After at least an hour of cardiac arrest and following an attempt to reverse any immediately correctable causes – the junior doctor staffing the ED that morning met my defeated gaze and with the slightest shake of my head, we found common ground in our understanding of the moment. A few minutes later resuscitation was ceased, and the boy slipped away.
The moments that follow the death of a child tend to invade your sense of self like nothing else I have experienced. A mother’s tears met the sympathetic silence of rescuers who tried in vain to restore some balance in what always feels like a definitively unjust situation. Moments like these find a way through the tiniest cracks in your exterior and stare right into your soul. It’s a feeling that you carry with you long after the images and actions fade from your memory.
When we stepped through the doors of the hospital, the steaming Betio air was almost refreshing in contrast to the stifling resus room. We realised in our haste to help that we had left our car not only unlocked, but running, with all the doors open and one of my colleagues’ handbags on the roof.

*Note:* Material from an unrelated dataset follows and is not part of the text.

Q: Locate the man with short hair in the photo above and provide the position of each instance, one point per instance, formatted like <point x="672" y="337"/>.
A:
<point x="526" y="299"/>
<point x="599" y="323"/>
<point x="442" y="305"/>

The drive home to our hotel was quiet, but reflective. As we debriefed there was a sense that more questions existed than answers. And the magnitude of the questions had grown far beyond those that we were accustomed to addressing in our comfortable Australian lives.
Our time in Kiribati was filled with warm weather, vibrant people, postcard sunsets, generosity, curiosity, earnest teaching and honest learning. But some of the lessons I have learned came harder than others. I learned a lot about what it means to live in a ‘lucky’ country, where at any moment skilled first responders are only a phone call away. Where our friends and family are generally well prepared to respond to crisis through extensively funded education programs delivered through the whole community. Where our health service is far greater and more capable than we ever give credit or thanks for, despite what the papers say.
If I didn’t know it before, this trip taught me that life is fleeting and the people around you matter far more than all the other bullshit.
But I think most of all, I relearned to appreciate and value how precious life can be and how absolutely honoured I feel to be a part of a profession, and a service that does far more good than harm.
And as I sit here waiting to be reunited with my family, I appreciate how much I have taken for granted being able to hug my daughter whenever I want.